2. MACHINE LEARNING MODELS

Two Machine Learning (ML) models for financial scoring and Adverse Media scoring to get into a relationship and track a probability that the chosen company is or will be distressed.

Based on defined parameters (tailored by customers’ needs and requirements), the logic for each ML model is defined separately:

  • For financial model, almost 30 KPIs were included for last 6 years and applied for gradient boosting learning process (XG Boost) and in the next steps tree models for decision making were designed ending in the final scoring 0-1 (the higher the score, the model predicts company may enter distress or is already distressed);
  • For adverse media model, we used our Open-Source Intelligence called AOsint (read more here) and the result between 0-1 indicates a negative abnormality in media presence (the higher the score, the more alerted the user should be as the articles indicate the company has events that may lead to distress).
3. ALERTS IN TPCR MONITORING TOOL

Results from both ML models are in a form of alerts so our client can easily check which third parties are in “bad” interval over time. This interval indicates that a specific vendor is or will be distressed in the next period.

Afterward, the client can drill down to get more details about each vendor – from financial and adverse media perspectives.

Let’s take a look at our solution closer

This complex dashboard consists of 4 pages (or separated dashboards in Tableau terminology) than cover the business story starting with identification of early signals of distressed companies and going through all necessary details.

As a user, you have a list of companies (of your choice) and you want to take a closer look at them – to get the overall overview but also dive into some details about each of them. In the case displayed, that are 30 companies (for illustration – there could be as many as our client wants).

You can quickly identify, how many companies are distressed from both financial and adverse media point of view. By selecting them, you will filter other views within the dashboard.
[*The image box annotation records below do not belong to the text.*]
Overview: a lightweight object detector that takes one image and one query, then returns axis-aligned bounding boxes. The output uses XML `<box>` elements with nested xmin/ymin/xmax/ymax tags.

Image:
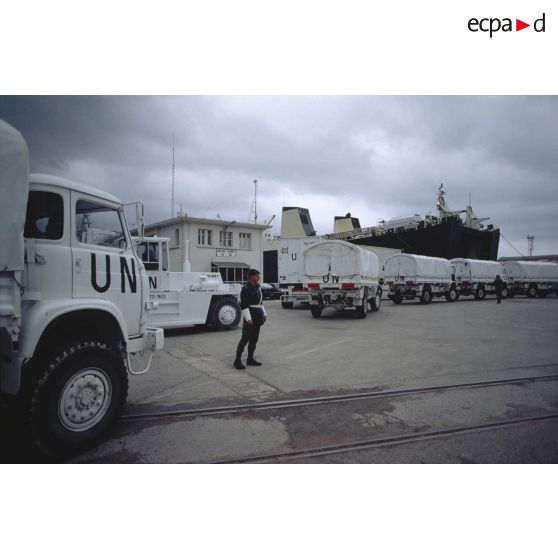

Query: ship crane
<box><xmin>436</xmin><ymin>184</ymin><xmax>472</xmax><ymax>219</ymax></box>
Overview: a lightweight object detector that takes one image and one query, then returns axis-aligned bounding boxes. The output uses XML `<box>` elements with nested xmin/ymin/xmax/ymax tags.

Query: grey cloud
<box><xmin>0</xmin><ymin>96</ymin><xmax>558</xmax><ymax>255</ymax></box>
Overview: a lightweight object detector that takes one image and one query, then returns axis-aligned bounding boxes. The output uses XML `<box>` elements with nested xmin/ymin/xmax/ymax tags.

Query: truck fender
<box><xmin>15</xmin><ymin>298</ymin><xmax>128</xmax><ymax>359</ymax></box>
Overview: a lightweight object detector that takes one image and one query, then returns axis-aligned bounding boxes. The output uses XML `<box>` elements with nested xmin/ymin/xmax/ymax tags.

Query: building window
<box><xmin>211</xmin><ymin>264</ymin><xmax>250</xmax><ymax>283</ymax></box>
<box><xmin>238</xmin><ymin>233</ymin><xmax>252</xmax><ymax>249</ymax></box>
<box><xmin>198</xmin><ymin>229</ymin><xmax>212</xmax><ymax>246</ymax></box>
<box><xmin>219</xmin><ymin>231</ymin><xmax>232</xmax><ymax>248</ymax></box>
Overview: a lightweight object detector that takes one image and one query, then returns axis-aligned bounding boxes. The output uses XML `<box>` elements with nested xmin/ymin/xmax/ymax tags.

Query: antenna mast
<box><xmin>171</xmin><ymin>132</ymin><xmax>174</xmax><ymax>219</ymax></box>
<box><xmin>527</xmin><ymin>234</ymin><xmax>535</xmax><ymax>256</ymax></box>
<box><xmin>248</xmin><ymin>178</ymin><xmax>258</xmax><ymax>223</ymax></box>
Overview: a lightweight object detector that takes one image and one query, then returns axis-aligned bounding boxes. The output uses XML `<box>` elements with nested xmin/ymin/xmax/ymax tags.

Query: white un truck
<box><xmin>277</xmin><ymin>236</ymin><xmax>320</xmax><ymax>309</ymax></box>
<box><xmin>502</xmin><ymin>261</ymin><xmax>558</xmax><ymax>298</ymax></box>
<box><xmin>384</xmin><ymin>254</ymin><xmax>458</xmax><ymax>304</ymax></box>
<box><xmin>304</xmin><ymin>240</ymin><xmax>382</xmax><ymax>318</ymax></box>
<box><xmin>135</xmin><ymin>237</ymin><xmax>240</xmax><ymax>330</ymax></box>
<box><xmin>0</xmin><ymin>120</ymin><xmax>163</xmax><ymax>454</ymax></box>
<box><xmin>450</xmin><ymin>258</ymin><xmax>508</xmax><ymax>300</ymax></box>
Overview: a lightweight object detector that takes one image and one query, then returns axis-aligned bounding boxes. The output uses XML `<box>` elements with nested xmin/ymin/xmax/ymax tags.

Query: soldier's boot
<box><xmin>233</xmin><ymin>355</ymin><xmax>246</xmax><ymax>370</ymax></box>
<box><xmin>246</xmin><ymin>355</ymin><xmax>262</xmax><ymax>366</ymax></box>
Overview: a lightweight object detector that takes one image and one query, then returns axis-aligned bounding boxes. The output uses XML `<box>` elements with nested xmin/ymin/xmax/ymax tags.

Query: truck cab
<box><xmin>0</xmin><ymin>121</ymin><xmax>163</xmax><ymax>454</ymax></box>
<box><xmin>134</xmin><ymin>236</ymin><xmax>241</xmax><ymax>330</ymax></box>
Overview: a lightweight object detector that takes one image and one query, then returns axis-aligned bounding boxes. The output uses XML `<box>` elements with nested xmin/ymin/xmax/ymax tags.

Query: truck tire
<box><xmin>446</xmin><ymin>287</ymin><xmax>457</xmax><ymax>302</ymax></box>
<box><xmin>356</xmin><ymin>293</ymin><xmax>368</xmax><ymax>319</ymax></box>
<box><xmin>310</xmin><ymin>306</ymin><xmax>322</xmax><ymax>318</ymax></box>
<box><xmin>420</xmin><ymin>287</ymin><xmax>432</xmax><ymax>304</ymax></box>
<box><xmin>211</xmin><ymin>298</ymin><xmax>240</xmax><ymax>331</ymax></box>
<box><xmin>527</xmin><ymin>285</ymin><xmax>537</xmax><ymax>298</ymax></box>
<box><xmin>28</xmin><ymin>341</ymin><xmax>128</xmax><ymax>456</ymax></box>
<box><xmin>370</xmin><ymin>287</ymin><xmax>382</xmax><ymax>312</ymax></box>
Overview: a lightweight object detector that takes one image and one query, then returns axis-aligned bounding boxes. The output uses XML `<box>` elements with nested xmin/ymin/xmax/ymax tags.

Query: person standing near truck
<box><xmin>494</xmin><ymin>275</ymin><xmax>504</xmax><ymax>304</ymax></box>
<box><xmin>233</xmin><ymin>269</ymin><xmax>267</xmax><ymax>370</ymax></box>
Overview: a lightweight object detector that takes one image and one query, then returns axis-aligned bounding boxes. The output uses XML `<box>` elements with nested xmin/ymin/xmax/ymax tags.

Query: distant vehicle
<box><xmin>502</xmin><ymin>261</ymin><xmax>558</xmax><ymax>298</ymax></box>
<box><xmin>384</xmin><ymin>254</ymin><xmax>458</xmax><ymax>304</ymax></box>
<box><xmin>303</xmin><ymin>240</ymin><xmax>382</xmax><ymax>318</ymax></box>
<box><xmin>260</xmin><ymin>283</ymin><xmax>288</xmax><ymax>300</ymax></box>
<box><xmin>277</xmin><ymin>236</ymin><xmax>320</xmax><ymax>309</ymax></box>
<box><xmin>135</xmin><ymin>236</ymin><xmax>241</xmax><ymax>330</ymax></box>
<box><xmin>450</xmin><ymin>258</ymin><xmax>508</xmax><ymax>300</ymax></box>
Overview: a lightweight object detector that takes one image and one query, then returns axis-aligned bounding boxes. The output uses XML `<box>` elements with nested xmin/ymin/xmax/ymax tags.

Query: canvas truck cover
<box><xmin>384</xmin><ymin>254</ymin><xmax>452</xmax><ymax>283</ymax></box>
<box><xmin>304</xmin><ymin>240</ymin><xmax>380</xmax><ymax>281</ymax></box>
<box><xmin>450</xmin><ymin>258</ymin><xmax>506</xmax><ymax>283</ymax></box>
<box><xmin>502</xmin><ymin>261</ymin><xmax>558</xmax><ymax>283</ymax></box>
<box><xmin>0</xmin><ymin>119</ymin><xmax>29</xmax><ymax>271</ymax></box>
You can continue to the Company Snapshot dashboard where can examine the performance further, such as the KPI values or number of articles increasing. Several financial and operational KPIs for last 6 years were included to support this analysis.

The next page called Company Detail gives the user an information about financial KPIs in more details so you can track each on them and over time for last 6 years. Moreover, this dashboard provides you with a peer group comparison (peer groups based on your definition or requirements).
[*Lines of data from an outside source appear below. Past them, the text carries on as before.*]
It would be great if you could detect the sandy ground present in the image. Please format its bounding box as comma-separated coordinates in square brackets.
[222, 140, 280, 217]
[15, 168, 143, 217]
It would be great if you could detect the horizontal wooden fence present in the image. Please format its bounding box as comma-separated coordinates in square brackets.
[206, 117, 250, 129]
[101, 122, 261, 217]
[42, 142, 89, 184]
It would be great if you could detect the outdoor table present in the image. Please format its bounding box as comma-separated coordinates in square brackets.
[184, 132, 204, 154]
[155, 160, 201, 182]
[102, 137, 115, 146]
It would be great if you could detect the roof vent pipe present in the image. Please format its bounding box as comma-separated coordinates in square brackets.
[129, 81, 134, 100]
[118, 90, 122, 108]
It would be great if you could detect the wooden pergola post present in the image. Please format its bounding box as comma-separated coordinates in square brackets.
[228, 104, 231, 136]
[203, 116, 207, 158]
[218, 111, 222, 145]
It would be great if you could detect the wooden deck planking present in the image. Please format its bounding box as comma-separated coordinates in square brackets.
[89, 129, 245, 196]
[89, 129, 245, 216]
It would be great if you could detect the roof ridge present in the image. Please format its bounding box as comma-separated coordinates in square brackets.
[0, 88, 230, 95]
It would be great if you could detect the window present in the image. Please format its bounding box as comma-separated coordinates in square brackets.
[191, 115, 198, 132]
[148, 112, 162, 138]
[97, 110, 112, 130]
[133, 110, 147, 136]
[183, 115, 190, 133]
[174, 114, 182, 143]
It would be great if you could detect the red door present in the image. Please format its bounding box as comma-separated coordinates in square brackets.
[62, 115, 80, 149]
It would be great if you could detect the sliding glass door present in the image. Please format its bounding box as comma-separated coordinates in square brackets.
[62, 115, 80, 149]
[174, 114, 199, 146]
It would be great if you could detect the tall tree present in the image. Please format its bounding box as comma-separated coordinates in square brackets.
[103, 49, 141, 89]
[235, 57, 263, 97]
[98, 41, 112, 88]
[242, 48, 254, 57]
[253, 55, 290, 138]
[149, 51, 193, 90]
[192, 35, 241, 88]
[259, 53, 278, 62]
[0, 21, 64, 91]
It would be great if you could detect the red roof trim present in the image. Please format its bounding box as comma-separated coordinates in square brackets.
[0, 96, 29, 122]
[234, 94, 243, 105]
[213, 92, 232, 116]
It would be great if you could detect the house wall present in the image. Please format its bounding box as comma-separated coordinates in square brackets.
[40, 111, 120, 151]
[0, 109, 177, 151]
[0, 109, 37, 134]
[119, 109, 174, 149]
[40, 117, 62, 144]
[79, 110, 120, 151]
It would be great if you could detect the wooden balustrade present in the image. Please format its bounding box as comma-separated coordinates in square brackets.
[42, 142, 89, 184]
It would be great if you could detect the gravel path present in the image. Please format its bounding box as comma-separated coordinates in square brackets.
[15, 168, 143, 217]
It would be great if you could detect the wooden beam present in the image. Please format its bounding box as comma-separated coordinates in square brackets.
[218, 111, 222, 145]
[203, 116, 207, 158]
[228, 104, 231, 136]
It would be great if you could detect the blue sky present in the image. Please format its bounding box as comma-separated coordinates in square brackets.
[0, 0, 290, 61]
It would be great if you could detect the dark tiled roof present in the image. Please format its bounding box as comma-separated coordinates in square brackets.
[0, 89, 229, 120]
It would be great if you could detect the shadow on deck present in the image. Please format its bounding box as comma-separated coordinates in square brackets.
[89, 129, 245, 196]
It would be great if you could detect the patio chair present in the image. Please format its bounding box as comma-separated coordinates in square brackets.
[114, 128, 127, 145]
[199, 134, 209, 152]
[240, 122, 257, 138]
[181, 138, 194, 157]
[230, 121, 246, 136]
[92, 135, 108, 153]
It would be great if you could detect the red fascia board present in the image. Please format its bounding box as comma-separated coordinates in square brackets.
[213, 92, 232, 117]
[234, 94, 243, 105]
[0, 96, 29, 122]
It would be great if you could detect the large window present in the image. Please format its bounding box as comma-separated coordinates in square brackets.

On the Adverse Media detailed dashboard, you can complement your views by all details about articles identified for chosen companies. This dashboard and especially the results available on this page are developed by Deloitte Automated open-source intelligence called AOsint.
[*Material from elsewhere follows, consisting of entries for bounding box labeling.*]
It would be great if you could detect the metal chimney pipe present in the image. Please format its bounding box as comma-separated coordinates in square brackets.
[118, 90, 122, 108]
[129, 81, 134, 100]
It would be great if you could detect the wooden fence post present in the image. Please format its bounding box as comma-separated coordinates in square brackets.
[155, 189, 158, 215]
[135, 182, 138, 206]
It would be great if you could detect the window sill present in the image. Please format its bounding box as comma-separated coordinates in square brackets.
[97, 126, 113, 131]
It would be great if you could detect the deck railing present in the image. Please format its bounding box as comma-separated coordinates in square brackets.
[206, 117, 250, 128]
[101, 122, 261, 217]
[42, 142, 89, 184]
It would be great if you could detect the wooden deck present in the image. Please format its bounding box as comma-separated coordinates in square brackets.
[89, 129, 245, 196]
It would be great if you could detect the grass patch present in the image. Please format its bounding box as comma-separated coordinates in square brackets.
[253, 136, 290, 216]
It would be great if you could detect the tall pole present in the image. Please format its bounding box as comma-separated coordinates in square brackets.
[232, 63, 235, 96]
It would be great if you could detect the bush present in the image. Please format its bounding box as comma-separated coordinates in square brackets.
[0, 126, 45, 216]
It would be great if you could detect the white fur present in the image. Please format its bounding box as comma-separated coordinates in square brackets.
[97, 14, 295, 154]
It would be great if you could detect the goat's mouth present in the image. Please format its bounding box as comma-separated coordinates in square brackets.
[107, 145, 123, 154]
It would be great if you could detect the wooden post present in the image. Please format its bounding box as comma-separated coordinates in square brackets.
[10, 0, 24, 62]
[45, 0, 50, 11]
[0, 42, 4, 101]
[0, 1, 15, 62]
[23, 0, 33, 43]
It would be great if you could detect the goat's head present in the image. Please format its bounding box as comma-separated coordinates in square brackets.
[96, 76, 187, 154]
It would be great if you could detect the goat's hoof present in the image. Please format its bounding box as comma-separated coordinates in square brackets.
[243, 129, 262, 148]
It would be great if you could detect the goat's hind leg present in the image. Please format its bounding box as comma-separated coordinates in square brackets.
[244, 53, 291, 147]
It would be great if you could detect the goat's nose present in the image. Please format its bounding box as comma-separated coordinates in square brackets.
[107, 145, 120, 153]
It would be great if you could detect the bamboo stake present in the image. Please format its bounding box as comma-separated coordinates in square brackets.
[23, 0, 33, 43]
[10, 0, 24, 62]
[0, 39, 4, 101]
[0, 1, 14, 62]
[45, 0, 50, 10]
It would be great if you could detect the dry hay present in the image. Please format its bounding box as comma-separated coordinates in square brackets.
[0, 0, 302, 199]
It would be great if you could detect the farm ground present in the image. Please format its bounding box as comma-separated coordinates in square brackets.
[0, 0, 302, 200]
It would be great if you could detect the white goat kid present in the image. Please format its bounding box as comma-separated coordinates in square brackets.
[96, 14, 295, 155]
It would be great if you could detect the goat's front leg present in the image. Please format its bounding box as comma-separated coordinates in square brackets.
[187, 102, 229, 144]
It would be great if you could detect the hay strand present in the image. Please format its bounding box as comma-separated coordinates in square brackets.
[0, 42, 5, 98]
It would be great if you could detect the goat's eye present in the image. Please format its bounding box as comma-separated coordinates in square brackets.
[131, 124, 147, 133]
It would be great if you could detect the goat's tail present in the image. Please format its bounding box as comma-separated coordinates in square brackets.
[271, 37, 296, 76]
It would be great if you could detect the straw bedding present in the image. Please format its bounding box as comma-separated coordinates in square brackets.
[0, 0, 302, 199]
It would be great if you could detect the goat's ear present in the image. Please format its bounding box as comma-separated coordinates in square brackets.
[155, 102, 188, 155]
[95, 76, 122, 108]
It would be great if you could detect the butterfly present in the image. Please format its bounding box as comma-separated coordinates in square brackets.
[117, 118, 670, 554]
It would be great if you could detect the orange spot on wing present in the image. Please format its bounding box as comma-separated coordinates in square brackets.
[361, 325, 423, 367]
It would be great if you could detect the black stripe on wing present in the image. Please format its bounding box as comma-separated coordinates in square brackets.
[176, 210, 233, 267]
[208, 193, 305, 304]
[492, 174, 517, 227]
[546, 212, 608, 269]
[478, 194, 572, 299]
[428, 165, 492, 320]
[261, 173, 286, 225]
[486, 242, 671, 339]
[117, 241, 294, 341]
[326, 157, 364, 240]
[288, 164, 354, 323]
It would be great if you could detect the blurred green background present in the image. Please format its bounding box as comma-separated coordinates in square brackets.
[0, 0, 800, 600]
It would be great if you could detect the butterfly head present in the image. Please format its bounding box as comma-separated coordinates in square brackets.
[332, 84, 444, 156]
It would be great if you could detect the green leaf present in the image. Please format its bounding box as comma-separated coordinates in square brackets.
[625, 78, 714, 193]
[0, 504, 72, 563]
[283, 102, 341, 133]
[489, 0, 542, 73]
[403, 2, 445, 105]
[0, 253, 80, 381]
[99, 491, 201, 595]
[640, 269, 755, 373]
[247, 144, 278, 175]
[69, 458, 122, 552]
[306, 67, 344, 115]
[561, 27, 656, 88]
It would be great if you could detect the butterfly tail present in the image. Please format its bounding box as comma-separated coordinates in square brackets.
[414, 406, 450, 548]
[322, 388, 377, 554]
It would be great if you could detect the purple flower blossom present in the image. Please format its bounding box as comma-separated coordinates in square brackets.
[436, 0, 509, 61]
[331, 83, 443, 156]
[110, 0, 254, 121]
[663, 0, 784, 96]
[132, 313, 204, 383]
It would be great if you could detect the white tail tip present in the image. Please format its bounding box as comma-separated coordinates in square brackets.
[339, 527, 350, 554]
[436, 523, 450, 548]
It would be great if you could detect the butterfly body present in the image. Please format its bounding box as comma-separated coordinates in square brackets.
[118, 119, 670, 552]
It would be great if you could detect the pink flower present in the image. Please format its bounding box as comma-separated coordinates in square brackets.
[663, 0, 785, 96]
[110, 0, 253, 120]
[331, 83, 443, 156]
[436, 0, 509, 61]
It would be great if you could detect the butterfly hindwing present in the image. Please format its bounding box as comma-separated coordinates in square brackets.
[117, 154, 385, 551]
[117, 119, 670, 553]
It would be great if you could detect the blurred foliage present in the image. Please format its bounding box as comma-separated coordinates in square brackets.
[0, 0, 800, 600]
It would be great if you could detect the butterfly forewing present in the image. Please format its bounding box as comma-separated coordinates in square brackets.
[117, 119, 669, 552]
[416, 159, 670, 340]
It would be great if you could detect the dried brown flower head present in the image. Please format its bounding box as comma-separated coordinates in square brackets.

Benefits that the TPCR brings to our clients

  • Not only early signals of distressed third parties, but also predictions whether a vendor could be potentially distressed for the next period;
  • Fully Automated NLP (Natural Language Processing) Techniques with minimal manual inputs
    • Adverse Media model (powered by AOsintmonitors News in more than 17 languages and can scan up to 4 million articles per day;
  • Our clients get a monitoring tool to track all required companies and can find distressed ones very quickly (based ML alerts → financial and News)
    • Compatible with various BI tool such as Tableau, MS Power BI etc.;
  • After initial screening, other details about various financial and operational KPIs together with all articles are available;
  • Export feature of TPCR monitoring tool - raw data processed by both ML models and providing additional AI insights can be sold to other customers as a part of supporting of Data monetization.